Here, Plaintiff presented Magistrate Judge Whalen with evidence that there was an unwritten policy wherein employees performing direct patient care were to be terminated if they were found to be under the influence of drugs or alcohol. Dkt. No. 38-1, p. 9 (Pg. ID 569). According to deposition testimony, this policy did not allow for discretion to refer Plaintiff to the EAP rather than terminate him. Id. This unwritten policy, as alleged, is contrary to Defendants' written policy that provides for "corrective action, up to and including termination," as well as a possible reference to the EAP where employees are found to be under the influence of drugs or alcohol. Dkt. No. 27-1, pp. 4-5 (Pg. ID 234-35).

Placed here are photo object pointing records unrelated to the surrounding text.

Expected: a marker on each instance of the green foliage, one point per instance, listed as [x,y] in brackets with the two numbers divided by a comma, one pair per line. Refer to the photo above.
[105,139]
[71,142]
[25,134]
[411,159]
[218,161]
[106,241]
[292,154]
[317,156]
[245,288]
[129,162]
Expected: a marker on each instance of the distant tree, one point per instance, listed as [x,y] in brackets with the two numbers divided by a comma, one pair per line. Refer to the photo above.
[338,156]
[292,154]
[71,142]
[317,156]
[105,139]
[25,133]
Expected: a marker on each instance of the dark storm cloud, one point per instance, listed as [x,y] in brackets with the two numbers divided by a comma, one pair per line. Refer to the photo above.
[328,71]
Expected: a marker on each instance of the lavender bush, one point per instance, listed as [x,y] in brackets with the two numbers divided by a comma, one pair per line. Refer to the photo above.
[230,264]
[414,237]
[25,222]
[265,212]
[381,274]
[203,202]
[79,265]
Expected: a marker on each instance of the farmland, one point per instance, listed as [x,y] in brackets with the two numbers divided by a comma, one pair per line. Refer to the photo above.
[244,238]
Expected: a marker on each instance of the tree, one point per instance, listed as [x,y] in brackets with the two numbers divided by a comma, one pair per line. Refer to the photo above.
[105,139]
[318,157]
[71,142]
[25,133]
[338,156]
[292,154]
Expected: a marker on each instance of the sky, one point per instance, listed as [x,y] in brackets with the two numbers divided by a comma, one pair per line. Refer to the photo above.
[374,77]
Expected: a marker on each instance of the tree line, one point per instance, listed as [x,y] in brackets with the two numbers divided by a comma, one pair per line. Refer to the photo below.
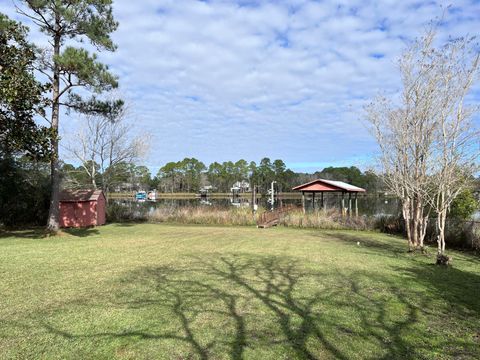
[190,175]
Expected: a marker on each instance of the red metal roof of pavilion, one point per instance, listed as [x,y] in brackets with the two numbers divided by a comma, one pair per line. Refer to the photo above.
[321,185]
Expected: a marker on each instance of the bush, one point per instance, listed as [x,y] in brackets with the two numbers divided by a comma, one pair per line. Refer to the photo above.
[24,192]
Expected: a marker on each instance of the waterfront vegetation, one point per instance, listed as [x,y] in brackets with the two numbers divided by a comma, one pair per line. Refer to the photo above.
[187,292]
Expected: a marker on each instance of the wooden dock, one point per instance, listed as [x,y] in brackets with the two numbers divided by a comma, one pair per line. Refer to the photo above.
[272,218]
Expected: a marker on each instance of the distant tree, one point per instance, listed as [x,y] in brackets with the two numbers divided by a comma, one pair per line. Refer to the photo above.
[214,175]
[142,177]
[103,142]
[169,176]
[68,68]
[464,205]
[265,173]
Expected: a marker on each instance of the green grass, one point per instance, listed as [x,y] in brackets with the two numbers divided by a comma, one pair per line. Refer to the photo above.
[187,292]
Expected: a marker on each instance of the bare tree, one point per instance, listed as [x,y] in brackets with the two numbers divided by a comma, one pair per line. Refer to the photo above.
[456,149]
[426,137]
[104,142]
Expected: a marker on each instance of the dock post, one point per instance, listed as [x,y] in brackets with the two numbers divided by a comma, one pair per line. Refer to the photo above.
[303,201]
[349,204]
[356,204]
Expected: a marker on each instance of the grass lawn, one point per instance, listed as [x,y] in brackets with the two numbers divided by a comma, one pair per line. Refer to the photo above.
[187,292]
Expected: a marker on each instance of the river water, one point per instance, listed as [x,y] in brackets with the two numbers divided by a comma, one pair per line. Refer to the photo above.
[367,205]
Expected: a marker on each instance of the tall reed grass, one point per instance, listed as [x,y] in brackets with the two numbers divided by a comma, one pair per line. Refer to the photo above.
[203,215]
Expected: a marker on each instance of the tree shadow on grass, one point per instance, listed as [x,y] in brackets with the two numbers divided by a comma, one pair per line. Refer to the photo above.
[82,232]
[31,233]
[263,302]
[389,248]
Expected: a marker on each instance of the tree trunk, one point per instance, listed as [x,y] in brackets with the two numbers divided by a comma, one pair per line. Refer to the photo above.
[54,211]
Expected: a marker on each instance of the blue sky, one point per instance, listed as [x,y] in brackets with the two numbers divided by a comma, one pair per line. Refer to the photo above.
[224,80]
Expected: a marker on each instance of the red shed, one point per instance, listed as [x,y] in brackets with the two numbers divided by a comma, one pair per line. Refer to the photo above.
[82,208]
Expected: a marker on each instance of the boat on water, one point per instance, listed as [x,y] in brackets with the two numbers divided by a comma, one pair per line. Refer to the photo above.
[152,195]
[141,195]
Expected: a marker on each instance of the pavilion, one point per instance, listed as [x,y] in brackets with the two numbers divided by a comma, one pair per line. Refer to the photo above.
[322,186]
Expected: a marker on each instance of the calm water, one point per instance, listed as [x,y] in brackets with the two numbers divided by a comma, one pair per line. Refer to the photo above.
[367,205]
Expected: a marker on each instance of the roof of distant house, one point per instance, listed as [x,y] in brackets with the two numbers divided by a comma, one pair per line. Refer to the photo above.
[80,195]
[320,185]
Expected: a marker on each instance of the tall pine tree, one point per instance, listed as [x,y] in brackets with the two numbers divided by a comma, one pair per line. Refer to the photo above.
[70,69]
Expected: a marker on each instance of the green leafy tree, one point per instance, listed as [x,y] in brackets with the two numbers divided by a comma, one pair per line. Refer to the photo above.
[214,175]
[21,95]
[142,177]
[68,68]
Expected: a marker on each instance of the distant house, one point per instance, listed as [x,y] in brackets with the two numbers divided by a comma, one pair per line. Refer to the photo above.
[241,186]
[82,208]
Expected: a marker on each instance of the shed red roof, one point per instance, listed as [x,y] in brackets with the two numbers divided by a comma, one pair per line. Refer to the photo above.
[80,195]
[320,185]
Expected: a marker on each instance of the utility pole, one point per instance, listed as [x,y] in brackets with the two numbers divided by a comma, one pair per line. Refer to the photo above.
[272,194]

Given the facts of this case, the Court is not persuaded that the employees with whom Plaintiff was similarly situated must have dealt with the same supervisor. More recent precedent suggests that similarities need only extend to relevant aspects of the case. For instance, here relevance extends to those who were "engaged in acts of comparable seriousness," Bobo, 665 F.3d at 751, such as being investigated for being under the influence of drugs or alcohol while directly caring for patients.

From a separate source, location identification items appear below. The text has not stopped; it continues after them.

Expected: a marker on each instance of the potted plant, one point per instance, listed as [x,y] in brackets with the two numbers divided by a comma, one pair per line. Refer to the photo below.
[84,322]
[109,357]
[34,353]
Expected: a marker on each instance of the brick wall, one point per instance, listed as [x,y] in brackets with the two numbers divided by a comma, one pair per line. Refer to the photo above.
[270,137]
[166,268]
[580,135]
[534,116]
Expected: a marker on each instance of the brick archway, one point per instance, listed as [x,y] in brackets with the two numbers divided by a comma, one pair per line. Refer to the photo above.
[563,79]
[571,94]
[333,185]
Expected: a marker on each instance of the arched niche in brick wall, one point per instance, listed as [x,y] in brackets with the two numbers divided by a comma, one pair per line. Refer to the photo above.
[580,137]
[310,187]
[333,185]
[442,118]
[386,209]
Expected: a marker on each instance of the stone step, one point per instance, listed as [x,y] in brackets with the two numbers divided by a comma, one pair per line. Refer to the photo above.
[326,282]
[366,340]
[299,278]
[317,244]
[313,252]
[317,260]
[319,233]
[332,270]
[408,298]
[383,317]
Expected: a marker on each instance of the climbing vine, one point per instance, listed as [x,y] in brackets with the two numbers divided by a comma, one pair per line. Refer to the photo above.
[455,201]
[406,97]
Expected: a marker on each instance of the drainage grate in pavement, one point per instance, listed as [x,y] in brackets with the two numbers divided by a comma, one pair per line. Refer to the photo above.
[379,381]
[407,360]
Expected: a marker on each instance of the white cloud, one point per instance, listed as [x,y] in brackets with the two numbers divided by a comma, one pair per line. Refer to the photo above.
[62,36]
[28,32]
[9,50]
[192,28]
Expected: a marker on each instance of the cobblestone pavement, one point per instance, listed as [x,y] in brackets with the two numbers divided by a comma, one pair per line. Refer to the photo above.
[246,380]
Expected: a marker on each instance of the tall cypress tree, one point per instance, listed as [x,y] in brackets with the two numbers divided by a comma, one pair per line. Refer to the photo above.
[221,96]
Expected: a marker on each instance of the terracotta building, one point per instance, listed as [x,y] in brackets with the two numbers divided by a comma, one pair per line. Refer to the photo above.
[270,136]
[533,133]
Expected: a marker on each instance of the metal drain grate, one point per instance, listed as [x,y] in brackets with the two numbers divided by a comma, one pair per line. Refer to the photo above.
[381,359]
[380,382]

Of those who engaged in similar conduct, the group should then be narrowed to employees who "were similar in all relevant respects." Id. The Court agrees with Magistrate Judge Whalen's assessment that Plaintiff, a Certified Registered Nurse Anesthetist (CRNA), is not similar in all relevant respects with physicians, who have undergone more medical training and play a different role in patient care. Similarly, the Court agrees what Plaintiff is not similar in all relevant respects to registered nurses, who are not required to attain the same level of education and training as CRNAs and perform a different role in patient care. Providers of medical services who engage in direct patient care,
Regarding geography, the Court finds, as Magistrate Whalen did, that relevancy extends only to the locations where Plaintiff actually worked—Henry Ford Hospital's main campus and four ambulatory centers—rather than every facility at which any of Defendants' thousands of employees works. Finally, as to time, Magistrate Judge Whalen limited that time period to January 2013, finding that discovery back to 2011 was overly broad. As Plaintiff was terminated in December 2014, discovery back to January 2013 provides him with information for the final two years of his employment with Defendants. This time period is temporally relevant to Plaintiff's claims and not contrary to law or clearly erroneous.
Accordingly, the Court finds Magistrate Judge Whalen's decision to be consistent with Federal Rule of Civil Procedure 26(b)(1), as the burden or expense of Plaintiff's originally proposed discovery outweighs its likely benefit. Based on the facts in the record and current Sixth Circuit precedent, the Court will affirm Magistrate Judge Whalen's decision. While reasonable jurists could have reached different results, neither party has shown that the decision is clearly erroneous or contrary to law.
The Court has reviewed Magistrate Judge Whalen's order, the transcript of the hearing, and the parties' objections, and finds there is no evidence that the determination was clearly erroneous or contrary to law.